ENQUÊTE - JO de Paris 2024 : combien ça va coûter... et rapporter à la France ?

par M.L | Reportage TF1 Olivier Santicchi, Simon Humblot et Arnaud Ifergane
Publié le 24 juillet 2023 à 13h48, mis à jour le 26 juillet 2023 à 11h47

Source : JT 20h WE

Dans un an jour pour jour aura lieu le coup d'envoi des Jeux Olympiques, avec une cérémonie d’ouverture prévue le 26 juillet 2024.
Comme les précédentes éditions, l'événement bénéficie d’un budget colossal.
Des investissements qui seront probablement amortis entre les recettes de la billetterie et les retombées économiques plus globales, mais le tableau général reste encore incertain.
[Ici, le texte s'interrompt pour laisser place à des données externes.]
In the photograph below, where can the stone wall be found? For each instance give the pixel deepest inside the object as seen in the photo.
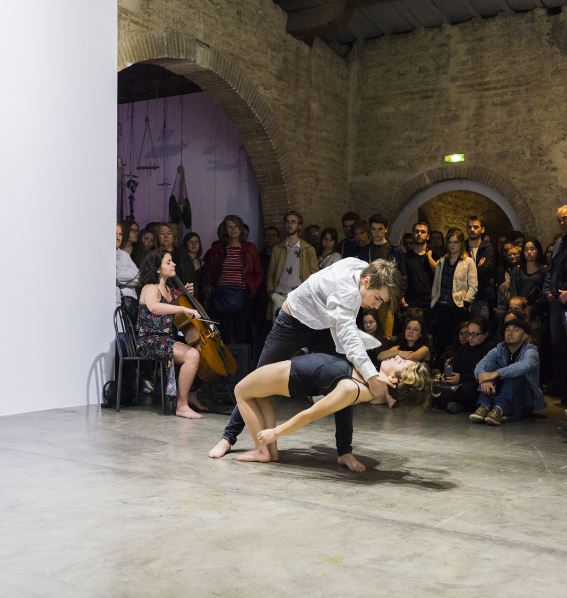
(493, 89)
(295, 96)
(447, 210)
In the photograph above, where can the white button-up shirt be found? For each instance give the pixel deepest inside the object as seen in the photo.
(331, 299)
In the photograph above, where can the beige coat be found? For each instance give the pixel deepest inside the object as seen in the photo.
(465, 282)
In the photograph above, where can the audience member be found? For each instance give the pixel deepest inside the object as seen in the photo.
(483, 255)
(347, 247)
(457, 390)
(191, 263)
(130, 235)
(407, 242)
(437, 244)
(313, 236)
(420, 268)
(126, 271)
(448, 352)
(555, 289)
(508, 376)
(146, 242)
(328, 254)
(454, 288)
(292, 262)
(362, 237)
(232, 275)
(413, 344)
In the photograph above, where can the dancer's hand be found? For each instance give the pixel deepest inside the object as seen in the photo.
(267, 436)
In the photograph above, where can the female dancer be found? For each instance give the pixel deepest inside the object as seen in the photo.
(314, 374)
(156, 333)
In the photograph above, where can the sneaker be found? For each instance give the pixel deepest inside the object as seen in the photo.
(479, 415)
(495, 417)
(454, 407)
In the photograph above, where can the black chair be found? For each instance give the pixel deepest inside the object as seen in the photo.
(126, 347)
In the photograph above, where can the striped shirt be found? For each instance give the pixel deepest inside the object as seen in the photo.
(232, 269)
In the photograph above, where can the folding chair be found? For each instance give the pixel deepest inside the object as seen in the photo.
(126, 346)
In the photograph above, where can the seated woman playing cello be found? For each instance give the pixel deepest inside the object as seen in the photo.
(156, 333)
(315, 374)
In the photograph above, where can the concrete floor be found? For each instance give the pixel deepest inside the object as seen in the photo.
(96, 503)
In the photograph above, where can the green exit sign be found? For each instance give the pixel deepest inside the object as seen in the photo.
(452, 158)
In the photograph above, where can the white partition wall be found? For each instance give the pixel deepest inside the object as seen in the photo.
(58, 194)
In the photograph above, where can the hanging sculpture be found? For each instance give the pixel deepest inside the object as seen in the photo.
(179, 206)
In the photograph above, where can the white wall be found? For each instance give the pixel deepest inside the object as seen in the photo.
(58, 193)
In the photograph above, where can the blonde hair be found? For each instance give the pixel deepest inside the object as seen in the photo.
(415, 384)
(383, 273)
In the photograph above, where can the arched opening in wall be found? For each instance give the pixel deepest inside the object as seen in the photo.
(447, 204)
(181, 160)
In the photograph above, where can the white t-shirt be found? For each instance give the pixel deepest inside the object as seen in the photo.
(331, 299)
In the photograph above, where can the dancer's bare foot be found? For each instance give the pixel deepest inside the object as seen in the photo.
(220, 449)
(187, 413)
(260, 455)
(351, 463)
(195, 403)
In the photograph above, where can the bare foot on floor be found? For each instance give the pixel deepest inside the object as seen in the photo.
(187, 413)
(258, 455)
(220, 449)
(351, 463)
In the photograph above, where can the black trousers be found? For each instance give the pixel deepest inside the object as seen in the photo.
(286, 338)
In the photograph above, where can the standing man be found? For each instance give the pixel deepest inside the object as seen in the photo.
(381, 248)
(555, 288)
(483, 255)
(292, 262)
(321, 315)
(420, 268)
(348, 247)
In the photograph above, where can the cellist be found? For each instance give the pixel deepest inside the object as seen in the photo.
(157, 334)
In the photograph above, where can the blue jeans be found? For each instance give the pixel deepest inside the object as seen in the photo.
(513, 396)
(286, 338)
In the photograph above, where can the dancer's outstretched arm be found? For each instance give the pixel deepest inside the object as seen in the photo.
(343, 395)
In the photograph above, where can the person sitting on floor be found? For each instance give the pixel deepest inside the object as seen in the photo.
(457, 390)
(315, 374)
(413, 344)
(508, 376)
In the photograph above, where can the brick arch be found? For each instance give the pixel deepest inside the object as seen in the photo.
(426, 185)
(223, 80)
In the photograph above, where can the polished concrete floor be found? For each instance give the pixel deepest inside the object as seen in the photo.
(96, 503)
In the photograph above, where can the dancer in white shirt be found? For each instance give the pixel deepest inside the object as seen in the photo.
(321, 315)
(316, 373)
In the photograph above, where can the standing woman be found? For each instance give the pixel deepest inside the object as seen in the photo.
(328, 254)
(146, 242)
(191, 263)
(166, 240)
(454, 287)
(232, 275)
(130, 235)
(156, 332)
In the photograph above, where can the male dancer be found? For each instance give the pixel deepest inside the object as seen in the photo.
(321, 315)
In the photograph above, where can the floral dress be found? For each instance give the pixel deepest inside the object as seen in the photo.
(156, 337)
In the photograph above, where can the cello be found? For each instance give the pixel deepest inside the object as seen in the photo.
(216, 361)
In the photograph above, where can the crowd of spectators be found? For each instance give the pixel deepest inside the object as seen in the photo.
(488, 318)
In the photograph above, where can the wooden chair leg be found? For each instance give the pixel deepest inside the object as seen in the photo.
(119, 389)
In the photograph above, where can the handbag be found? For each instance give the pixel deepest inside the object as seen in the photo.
(228, 299)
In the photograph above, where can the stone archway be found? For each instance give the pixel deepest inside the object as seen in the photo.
(452, 178)
(221, 78)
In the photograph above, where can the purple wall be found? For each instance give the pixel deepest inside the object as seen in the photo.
(219, 176)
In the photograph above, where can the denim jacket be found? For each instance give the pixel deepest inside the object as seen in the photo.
(526, 364)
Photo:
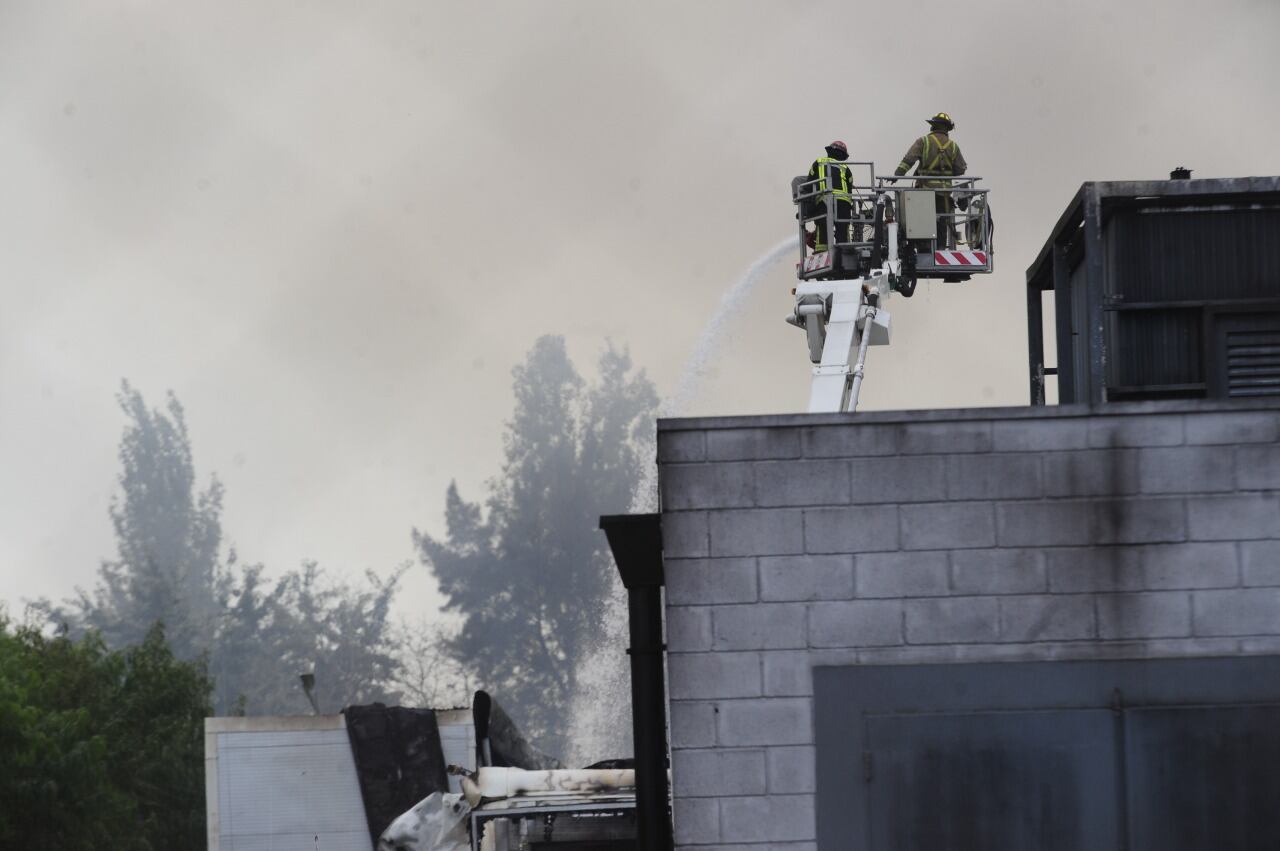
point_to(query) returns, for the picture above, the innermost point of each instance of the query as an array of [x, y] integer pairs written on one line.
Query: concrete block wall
[[1018, 534]]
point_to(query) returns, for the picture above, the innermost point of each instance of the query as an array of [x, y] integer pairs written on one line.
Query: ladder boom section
[[873, 241]]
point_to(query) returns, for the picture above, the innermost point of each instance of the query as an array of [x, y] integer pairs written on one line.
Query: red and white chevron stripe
[[960, 257]]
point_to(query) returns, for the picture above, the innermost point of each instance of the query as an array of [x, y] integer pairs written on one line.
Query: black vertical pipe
[[636, 544], [1036, 342]]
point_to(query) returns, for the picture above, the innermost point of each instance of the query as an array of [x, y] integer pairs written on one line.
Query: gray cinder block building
[[976, 628]]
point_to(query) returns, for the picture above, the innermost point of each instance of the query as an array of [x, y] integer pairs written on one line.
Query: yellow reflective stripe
[[932, 168], [822, 177]]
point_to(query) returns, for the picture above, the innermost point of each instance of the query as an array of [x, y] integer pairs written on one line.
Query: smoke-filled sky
[[333, 228]]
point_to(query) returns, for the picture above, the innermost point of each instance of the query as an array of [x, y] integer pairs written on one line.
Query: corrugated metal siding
[[289, 791], [1156, 347], [1192, 254], [1253, 362]]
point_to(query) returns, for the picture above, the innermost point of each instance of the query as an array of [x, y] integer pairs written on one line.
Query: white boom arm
[[842, 318]]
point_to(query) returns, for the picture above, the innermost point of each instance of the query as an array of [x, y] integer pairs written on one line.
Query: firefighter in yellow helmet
[[937, 154], [835, 177]]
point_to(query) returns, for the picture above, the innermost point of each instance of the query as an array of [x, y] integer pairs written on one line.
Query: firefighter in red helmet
[[937, 154]]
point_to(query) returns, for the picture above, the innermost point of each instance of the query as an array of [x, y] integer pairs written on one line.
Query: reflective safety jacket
[[832, 174], [937, 154]]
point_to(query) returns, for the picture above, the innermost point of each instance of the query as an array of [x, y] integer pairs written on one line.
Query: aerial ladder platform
[[856, 248]]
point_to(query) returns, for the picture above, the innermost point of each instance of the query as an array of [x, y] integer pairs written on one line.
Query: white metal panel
[[919, 214], [457, 741], [284, 790]]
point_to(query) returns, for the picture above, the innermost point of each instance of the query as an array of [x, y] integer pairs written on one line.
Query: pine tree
[[528, 571]]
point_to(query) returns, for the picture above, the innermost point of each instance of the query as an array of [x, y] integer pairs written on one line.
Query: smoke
[[731, 303], [600, 710]]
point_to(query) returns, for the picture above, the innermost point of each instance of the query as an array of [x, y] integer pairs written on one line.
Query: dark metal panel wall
[[1174, 754], [1197, 254], [1156, 348]]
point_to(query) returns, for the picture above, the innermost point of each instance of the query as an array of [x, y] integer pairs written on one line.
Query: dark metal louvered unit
[[1161, 289]]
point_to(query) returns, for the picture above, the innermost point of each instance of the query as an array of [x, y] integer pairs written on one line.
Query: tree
[[528, 571], [430, 675], [256, 636], [100, 749]]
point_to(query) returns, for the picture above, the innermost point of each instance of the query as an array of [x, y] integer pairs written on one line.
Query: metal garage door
[[1143, 755]]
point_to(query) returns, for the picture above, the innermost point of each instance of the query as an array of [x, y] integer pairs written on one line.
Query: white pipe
[[862, 358]]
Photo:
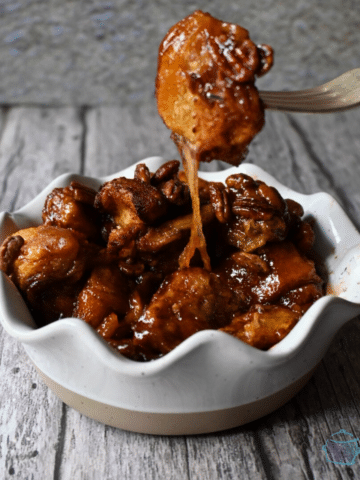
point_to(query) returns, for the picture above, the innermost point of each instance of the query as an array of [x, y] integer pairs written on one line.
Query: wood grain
[[42, 438]]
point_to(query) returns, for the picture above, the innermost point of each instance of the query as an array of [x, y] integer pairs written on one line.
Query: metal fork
[[341, 93]]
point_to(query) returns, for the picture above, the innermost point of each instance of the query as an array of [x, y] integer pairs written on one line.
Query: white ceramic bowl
[[211, 381]]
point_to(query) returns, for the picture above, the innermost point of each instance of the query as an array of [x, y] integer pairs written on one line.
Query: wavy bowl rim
[[114, 360]]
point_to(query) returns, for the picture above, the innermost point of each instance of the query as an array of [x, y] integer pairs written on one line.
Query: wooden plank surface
[[40, 438]]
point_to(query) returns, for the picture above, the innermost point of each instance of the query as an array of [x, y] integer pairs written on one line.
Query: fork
[[341, 93]]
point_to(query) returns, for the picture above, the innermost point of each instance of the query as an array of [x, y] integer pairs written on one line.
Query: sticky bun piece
[[73, 207], [259, 213], [188, 301], [131, 289], [48, 265], [205, 86]]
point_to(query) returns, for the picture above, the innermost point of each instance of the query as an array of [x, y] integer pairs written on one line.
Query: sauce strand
[[197, 239]]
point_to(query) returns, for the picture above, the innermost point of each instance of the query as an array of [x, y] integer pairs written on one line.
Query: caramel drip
[[197, 239]]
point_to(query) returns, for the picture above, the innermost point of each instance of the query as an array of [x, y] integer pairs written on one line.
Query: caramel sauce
[[197, 239]]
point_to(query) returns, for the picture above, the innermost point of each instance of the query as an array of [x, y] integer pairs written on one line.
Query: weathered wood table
[[42, 137]]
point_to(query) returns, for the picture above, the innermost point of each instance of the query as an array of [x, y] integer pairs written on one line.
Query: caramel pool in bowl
[[211, 381]]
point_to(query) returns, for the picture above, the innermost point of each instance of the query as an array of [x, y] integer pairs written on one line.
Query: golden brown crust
[[205, 86]]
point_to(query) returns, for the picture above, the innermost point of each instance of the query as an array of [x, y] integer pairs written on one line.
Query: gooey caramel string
[[197, 239]]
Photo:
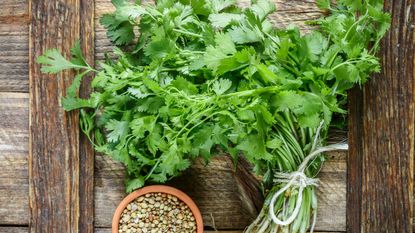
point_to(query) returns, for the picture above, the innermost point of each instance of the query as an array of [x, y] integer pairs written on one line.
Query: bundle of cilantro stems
[[202, 75]]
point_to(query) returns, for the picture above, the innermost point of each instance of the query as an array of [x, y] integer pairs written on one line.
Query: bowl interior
[[158, 189]]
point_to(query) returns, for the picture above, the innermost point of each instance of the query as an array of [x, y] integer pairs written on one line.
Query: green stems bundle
[[207, 74]]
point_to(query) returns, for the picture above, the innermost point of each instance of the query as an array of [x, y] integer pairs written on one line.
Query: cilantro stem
[[187, 33]]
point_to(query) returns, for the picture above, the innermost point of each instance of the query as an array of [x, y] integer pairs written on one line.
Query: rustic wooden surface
[[86, 151], [14, 41], [220, 196], [384, 160], [57, 185], [14, 180]]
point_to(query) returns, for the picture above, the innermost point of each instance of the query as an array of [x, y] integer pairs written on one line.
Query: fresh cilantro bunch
[[191, 77]]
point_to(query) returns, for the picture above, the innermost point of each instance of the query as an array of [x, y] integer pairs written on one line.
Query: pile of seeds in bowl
[[157, 213]]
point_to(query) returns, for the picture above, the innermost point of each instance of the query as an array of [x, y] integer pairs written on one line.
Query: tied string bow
[[298, 179]]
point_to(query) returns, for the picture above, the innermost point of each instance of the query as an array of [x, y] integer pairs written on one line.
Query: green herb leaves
[[203, 75]]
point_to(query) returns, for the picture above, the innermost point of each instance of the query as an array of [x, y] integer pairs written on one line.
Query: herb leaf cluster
[[203, 74]]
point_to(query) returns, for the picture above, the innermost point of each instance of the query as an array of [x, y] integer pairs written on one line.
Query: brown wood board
[[56, 186], [213, 187], [381, 159], [14, 182]]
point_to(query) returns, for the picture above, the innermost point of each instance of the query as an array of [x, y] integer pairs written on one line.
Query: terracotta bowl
[[158, 189]]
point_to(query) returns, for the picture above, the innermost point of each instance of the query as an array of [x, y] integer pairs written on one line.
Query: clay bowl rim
[[158, 189]]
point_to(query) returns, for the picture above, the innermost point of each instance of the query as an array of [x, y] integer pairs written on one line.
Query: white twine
[[300, 180]]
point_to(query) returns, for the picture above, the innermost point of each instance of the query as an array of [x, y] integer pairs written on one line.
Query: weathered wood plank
[[387, 133], [295, 12], [14, 183], [86, 151], [14, 12], [14, 58], [56, 186], [213, 187], [14, 40], [214, 190], [16, 229]]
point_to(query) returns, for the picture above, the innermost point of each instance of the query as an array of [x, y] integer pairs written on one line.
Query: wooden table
[[83, 189]]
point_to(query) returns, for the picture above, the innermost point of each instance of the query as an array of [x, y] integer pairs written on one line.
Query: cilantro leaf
[[221, 86]]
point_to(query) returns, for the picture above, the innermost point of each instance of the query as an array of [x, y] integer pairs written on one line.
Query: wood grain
[[86, 151], [56, 186], [14, 58], [14, 183], [387, 133], [213, 188], [14, 40]]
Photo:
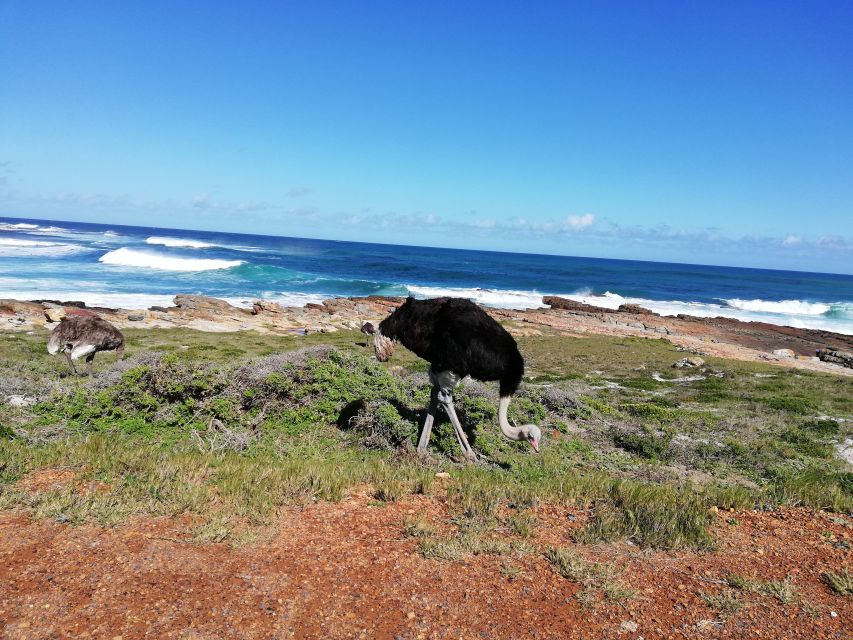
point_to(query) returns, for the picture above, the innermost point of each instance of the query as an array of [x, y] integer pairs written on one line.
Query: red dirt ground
[[345, 570]]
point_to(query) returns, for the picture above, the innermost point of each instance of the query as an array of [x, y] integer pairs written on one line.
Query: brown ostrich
[[78, 336]]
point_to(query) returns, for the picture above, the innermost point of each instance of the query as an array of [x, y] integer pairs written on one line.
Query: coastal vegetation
[[226, 429]]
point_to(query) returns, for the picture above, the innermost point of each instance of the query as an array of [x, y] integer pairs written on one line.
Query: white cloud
[[579, 223]]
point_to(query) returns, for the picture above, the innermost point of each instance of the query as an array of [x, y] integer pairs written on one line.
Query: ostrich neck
[[513, 433]]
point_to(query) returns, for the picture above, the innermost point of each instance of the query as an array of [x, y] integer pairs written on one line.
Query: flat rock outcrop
[[844, 358]]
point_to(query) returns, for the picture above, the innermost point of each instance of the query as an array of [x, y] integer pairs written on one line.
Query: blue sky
[[716, 132]]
Pour parvenir à organiser des Jeux Olympiques français dès l'été prochain, il faudra mettre des moyens conséquents sur la table au total : une enveloppe de 8,2 milliards d'euros sera nécessaire. C'est le chiffre annoncé par le comité d'organisation des Jeux olympiques et paralympiques (COJOP) de Paris 2024. Quant aux recettes d’organisation, celui-ci additionne déjà le financement par le Comité international olympique (CIO), issu notamment des droits de télé, les produits dérivés et les partenariats, et la billetterie. Le tout devrait permettre de dégager 4,4 milliards d’euros. 

L’organisateur assure ainsi que si le tarif des places s’est envolé pour une petite partie des billets, suscitant une pluie de critiques, c’est justement pour réussir à amortir le coût global de l'organisation des compétitions. "On a une grille tarifaire extrêmement large, extrêmement accessible, avec des billets extraordinaires : 5% des places à plus de 400 euros, 10% à plus de 200 euros", décrit Michaël Aloïsio, directeur général délégué du COJOP, dans le reportage du 20H de TF1 en tête d'article. "C'est ce modèle économique qui nous permet d'équilibrer le budget des jeux", insiste-t-il. Mais ce n'est pas le seul levier sur lequel le Comité compte pour équilibrer ses dépenses.

Le pari du tourisme

Autre source potentielle de recettes : l'afflux de touristes lié à l'évènement, qui pourrait rapporter 2,8 milliards, selon les dernières projections disponibles, celles du Centre de droit et d'économie du sport (CDES), qui remontent à 2017. Les rentrées d'argent grimperaient donc à 7,2 milliards d'euros, approchant les 8,2 milliards déboursés.

Dans un hôtel quatre étoiles parisien, "Le Petit Oberkampf" dans le XIe arrondissement, le directeur a déjà perçu l'emballement de la demande et augmenté fortement ses prix, en conséquence : "entre 25 et 30% par rapport au tarif d'aujourd'hui", explique Sooruth Sookun. Malgré cette hausse, "nous avons enregistré des réservations assez rapidement", souligne-t-il. Un an avant les Jeux, la moitié des chambres est déjà louée, une situation inédite pour l'établissement. 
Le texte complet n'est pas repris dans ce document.